Part ini udah bebas?
HOHO belum tentu wkwk
Intinya, happy reading!
*
Ini adalah kali terakhir aku kuliah karena mulai besok aku harus ke Sumatra Barat. Ayah menyuruhku ke sana terlebih dahulu sebelum berangkat ke Aceh.
Dengan air mata yang membasahi pipi keluargaku, mereka sama sekali tidak bermaksud untuk membuatku hancur. Kesalahanku yang satu itu memang harus ditanggung dengan konsekuensi cambuk di dalam ajaran Islam. Aku harus kuat. Aku akan terus memaksa diriku agar selalu terlihat kuat.
Sejak dosen bergantian masuk ke dalam kelas, Hanni terlihat diam saja. Biasanya dia akan aktif bertanya kemudian menampakkan detail-oriented yang dia miliki terhadap pemahamannya sendiri—yang selalu membuat mahasiswa lain terkagum dengannya. Namun, hari ini berbeda. Bukan hanya pakaiannya yang telah tertutup membuat dia menjadi bahan pembicaraan, melainkan dengan karakternya yang semakin misterius.
Setelah pelajaran usai, aku segera menemuinya saat semua mahasiswa telah bubar. Aku mengejarnya di koridor, lalu memegang tangannya agar dapat aku sentuh. Dia berhenti setelah sadar aku menahannya.
"Maaf," kataku sambil melepaskan tangannya. Aku tahu, saat ini yang kami butuhkan adalah sama-sama menjaga diri, membunuh semua perasaan cinta dan melakukan semua hal yang dilarang Allah, termasuk untuk saling bersentuhan. "Kamu beneran mau ke Aceh? Kamu beneran setuju dengan ide itu?"
Hanni memutar matanya jengah lalu kembali melangkah. Aku tetap mengejarnya.
"Hanni, kita bisa untuk nggak melakukannya," ucapku pelan dan mampu membuat Hanni berhenti lalu menatapku lagi. "Kita lari saja, Hanni. Kita bisa pergi ke tempat yang bisa menerima kita."
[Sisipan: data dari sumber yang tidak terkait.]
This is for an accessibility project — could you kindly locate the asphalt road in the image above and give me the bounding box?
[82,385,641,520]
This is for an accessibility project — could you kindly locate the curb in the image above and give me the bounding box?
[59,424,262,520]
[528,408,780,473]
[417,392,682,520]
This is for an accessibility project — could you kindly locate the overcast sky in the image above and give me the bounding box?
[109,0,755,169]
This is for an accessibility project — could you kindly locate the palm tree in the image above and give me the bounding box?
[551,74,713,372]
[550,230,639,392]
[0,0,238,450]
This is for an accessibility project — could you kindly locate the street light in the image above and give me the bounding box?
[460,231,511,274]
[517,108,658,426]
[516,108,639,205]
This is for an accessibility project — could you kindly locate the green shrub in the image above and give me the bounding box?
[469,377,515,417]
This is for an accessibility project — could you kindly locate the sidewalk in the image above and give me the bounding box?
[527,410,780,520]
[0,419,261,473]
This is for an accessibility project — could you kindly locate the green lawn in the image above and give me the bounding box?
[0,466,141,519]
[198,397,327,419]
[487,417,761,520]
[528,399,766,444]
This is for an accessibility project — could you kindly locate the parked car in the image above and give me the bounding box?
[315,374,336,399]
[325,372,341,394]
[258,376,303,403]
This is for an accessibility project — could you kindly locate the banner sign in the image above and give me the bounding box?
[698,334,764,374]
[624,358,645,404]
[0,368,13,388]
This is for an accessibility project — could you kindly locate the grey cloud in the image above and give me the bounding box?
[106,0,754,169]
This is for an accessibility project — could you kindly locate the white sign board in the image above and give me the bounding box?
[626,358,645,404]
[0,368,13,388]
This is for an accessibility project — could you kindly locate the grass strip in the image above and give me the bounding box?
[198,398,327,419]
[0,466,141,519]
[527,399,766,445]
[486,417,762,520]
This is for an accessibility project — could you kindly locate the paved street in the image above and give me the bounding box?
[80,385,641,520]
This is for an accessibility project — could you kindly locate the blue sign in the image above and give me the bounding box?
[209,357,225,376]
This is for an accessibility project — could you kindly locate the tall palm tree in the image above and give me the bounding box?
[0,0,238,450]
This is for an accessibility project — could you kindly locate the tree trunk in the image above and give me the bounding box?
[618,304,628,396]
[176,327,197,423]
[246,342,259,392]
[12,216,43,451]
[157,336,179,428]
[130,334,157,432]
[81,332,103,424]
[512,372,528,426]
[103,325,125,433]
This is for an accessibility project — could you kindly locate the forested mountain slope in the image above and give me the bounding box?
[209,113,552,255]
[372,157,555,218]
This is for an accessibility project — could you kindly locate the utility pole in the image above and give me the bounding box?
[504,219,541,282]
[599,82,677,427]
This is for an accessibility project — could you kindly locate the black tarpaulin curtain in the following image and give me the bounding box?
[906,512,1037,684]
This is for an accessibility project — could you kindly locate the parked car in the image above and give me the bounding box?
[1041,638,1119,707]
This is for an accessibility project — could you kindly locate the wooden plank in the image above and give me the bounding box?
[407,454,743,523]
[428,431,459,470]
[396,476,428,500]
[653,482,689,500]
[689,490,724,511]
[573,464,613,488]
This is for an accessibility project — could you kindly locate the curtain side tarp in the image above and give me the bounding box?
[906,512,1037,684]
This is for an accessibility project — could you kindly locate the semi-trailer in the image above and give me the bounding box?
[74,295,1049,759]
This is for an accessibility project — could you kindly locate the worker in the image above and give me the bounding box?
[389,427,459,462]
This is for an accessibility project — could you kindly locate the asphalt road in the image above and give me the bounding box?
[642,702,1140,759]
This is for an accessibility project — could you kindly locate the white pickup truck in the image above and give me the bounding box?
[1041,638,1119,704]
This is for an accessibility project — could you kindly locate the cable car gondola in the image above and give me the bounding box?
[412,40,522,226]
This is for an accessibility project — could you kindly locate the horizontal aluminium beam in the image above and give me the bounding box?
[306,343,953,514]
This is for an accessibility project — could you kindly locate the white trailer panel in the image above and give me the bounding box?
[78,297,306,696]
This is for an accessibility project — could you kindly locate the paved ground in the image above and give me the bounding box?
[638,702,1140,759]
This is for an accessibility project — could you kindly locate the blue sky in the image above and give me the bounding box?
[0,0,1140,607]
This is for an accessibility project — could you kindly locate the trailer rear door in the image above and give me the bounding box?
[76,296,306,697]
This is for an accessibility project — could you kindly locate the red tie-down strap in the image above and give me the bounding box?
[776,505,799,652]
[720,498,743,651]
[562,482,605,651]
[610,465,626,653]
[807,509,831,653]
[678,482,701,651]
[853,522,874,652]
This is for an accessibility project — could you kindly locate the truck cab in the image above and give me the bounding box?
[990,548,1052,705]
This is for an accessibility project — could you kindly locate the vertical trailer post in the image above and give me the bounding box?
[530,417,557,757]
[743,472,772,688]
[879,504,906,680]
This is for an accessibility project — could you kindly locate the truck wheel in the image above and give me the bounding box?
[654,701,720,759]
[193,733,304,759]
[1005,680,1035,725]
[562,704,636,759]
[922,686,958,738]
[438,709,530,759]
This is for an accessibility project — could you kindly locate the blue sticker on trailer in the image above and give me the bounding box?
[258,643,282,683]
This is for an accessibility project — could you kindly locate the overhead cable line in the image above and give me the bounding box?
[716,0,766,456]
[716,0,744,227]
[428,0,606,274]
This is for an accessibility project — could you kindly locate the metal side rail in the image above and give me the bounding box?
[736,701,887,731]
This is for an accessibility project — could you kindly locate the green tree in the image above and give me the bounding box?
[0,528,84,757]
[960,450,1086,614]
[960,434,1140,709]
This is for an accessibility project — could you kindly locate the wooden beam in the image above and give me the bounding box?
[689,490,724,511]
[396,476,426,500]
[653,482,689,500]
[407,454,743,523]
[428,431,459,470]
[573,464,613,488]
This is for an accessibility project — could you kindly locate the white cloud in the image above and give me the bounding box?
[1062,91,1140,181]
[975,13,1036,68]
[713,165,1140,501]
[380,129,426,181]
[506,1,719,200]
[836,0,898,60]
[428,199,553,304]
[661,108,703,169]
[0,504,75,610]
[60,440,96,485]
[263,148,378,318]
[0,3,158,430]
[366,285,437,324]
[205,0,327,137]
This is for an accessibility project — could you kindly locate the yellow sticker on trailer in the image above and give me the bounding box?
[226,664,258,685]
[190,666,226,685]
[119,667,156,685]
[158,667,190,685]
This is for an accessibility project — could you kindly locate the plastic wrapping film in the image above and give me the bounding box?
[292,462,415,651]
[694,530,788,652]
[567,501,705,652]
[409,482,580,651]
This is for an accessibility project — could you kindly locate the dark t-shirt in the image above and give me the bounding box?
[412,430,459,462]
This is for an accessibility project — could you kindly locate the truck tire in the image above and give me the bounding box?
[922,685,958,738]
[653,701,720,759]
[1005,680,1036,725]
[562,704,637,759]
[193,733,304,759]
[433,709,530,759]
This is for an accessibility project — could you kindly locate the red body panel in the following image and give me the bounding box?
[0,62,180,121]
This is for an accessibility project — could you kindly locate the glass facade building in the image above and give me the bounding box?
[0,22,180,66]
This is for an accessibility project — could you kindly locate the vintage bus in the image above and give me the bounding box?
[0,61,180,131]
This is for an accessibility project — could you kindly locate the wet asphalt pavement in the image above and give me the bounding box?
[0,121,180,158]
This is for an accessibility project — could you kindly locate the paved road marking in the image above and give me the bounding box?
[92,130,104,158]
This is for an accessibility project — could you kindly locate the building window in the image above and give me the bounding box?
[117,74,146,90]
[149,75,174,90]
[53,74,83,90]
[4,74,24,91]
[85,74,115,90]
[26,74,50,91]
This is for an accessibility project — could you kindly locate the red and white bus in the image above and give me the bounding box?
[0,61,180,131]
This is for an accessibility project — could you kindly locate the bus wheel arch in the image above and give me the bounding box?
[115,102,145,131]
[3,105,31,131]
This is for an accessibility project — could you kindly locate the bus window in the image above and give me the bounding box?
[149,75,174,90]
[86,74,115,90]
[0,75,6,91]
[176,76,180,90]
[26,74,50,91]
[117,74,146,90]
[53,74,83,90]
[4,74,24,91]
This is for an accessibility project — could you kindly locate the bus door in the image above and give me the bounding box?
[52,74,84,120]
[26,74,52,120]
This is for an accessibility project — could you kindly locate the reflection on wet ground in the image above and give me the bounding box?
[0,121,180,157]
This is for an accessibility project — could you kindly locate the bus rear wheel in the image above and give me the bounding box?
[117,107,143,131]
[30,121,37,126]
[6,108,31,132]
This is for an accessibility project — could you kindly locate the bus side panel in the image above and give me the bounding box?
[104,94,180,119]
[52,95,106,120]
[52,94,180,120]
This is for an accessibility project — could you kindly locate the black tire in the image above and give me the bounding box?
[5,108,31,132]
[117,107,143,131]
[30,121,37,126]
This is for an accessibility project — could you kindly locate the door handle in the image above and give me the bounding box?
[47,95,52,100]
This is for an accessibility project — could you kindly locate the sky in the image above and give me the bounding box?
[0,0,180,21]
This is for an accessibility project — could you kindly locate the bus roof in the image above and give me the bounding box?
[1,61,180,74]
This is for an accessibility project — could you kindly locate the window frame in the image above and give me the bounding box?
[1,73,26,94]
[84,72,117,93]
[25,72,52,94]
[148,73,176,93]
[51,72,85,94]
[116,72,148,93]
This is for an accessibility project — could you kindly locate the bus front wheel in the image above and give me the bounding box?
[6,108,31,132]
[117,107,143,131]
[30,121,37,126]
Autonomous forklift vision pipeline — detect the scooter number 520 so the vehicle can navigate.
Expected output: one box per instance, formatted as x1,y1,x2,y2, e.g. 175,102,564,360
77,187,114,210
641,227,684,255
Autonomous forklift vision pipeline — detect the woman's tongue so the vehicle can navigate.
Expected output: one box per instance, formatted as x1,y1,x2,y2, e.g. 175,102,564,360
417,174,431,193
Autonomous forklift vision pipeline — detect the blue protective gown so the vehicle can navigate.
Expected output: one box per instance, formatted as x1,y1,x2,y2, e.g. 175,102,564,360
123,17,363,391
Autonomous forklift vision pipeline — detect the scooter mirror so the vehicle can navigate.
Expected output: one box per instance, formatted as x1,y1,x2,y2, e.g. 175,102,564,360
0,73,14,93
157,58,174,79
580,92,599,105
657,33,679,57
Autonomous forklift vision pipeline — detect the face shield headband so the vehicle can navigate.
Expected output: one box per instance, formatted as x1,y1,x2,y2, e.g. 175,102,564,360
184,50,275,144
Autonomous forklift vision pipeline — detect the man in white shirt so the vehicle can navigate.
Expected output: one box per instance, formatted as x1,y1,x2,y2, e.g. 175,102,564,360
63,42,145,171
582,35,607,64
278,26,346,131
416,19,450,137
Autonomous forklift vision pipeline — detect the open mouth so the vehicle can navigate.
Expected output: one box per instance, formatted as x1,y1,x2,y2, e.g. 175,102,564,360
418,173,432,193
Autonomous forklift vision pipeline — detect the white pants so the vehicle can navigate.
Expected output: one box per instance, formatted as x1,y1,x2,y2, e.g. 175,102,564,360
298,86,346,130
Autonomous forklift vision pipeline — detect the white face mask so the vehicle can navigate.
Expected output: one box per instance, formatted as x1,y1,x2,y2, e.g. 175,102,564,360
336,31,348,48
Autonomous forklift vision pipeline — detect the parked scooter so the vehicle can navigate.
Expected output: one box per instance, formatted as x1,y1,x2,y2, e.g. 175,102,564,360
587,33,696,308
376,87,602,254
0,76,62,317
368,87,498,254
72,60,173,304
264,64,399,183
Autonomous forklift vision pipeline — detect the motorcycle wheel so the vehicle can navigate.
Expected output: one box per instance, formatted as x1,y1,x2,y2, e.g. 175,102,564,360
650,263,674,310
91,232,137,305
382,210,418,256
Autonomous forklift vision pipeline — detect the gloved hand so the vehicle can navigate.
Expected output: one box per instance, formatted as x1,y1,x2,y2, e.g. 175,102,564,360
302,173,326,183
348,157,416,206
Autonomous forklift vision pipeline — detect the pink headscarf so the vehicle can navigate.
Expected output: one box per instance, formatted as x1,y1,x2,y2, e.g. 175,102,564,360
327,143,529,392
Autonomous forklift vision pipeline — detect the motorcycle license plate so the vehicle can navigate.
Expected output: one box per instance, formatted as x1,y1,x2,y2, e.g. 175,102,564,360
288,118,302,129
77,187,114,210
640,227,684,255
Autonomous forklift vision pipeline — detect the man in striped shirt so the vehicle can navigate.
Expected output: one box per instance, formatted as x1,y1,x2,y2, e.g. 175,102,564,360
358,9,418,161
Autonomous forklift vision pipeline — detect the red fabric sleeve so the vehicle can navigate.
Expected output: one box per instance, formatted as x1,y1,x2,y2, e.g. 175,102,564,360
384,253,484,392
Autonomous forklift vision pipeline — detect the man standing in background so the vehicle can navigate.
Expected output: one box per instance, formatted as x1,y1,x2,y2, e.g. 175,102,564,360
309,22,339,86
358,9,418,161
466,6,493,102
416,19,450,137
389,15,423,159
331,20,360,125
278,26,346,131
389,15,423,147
Pemikiran itu sudah tercetus di kepalaku jauh-jauh hari. Aku benar-benar tidak ingin Hanni dicambuk karena perbuatan yang telah kami lakukan itu atas dasar keinginanku. Hanni hanya menjadi korban. Kemudian tentang janin yang ada di perutnya, tidak akan mungkin dia ingin membiarkan Bundanya merasakan sakit sekeji itu. Jadi, untuk keinginan kabur dari segala macam aturan sialan ini sudah menjadi ideku sejak lama.
"Aku hanya punya dua pilihan untuk konsekuensi ini, Hanni. Kita lari saja atau aku yang dicambuk sebanyak 200 kali. Aku yang menggantikan semua hukuman kamu karena aku sadar kamu hanyalah korban. Aku nggak bisa menerima kalau kamu dicambuk juga, Hanni." Aku membasahi bibir. "Aku akan berusaha untuk—"
"Madd, berhenti untuk mengatakan hal yang sia-sia." Hanni membalasku. "Kamu harusnya sadar, semua ini adalah konsekuensi kita. Malam itu bukan cuma kamu yang melakukan kesalahan, tapi aku juga, Madd."
"Bagaimana jika kamu nggak diasuh oleh orangtua angkat seperti mereka? Pasti tadi kamu sudah aktif di kelas, tertawa dengan teman-teman karena memang kamu nggak akan dihukum. Ini terlalu brutal, Hanni. Lihatlah orang-orang beragama Islam yang ketahuan juga, tapi mereka nggak mendapatkan hukuman itu. Kenapa? Karena ini perihal kemanusiaan."
"Berhenti untuk mengkhawatirkanku, Madd." Hanni tersenyum. "Aku nggak masalah, seandainya—"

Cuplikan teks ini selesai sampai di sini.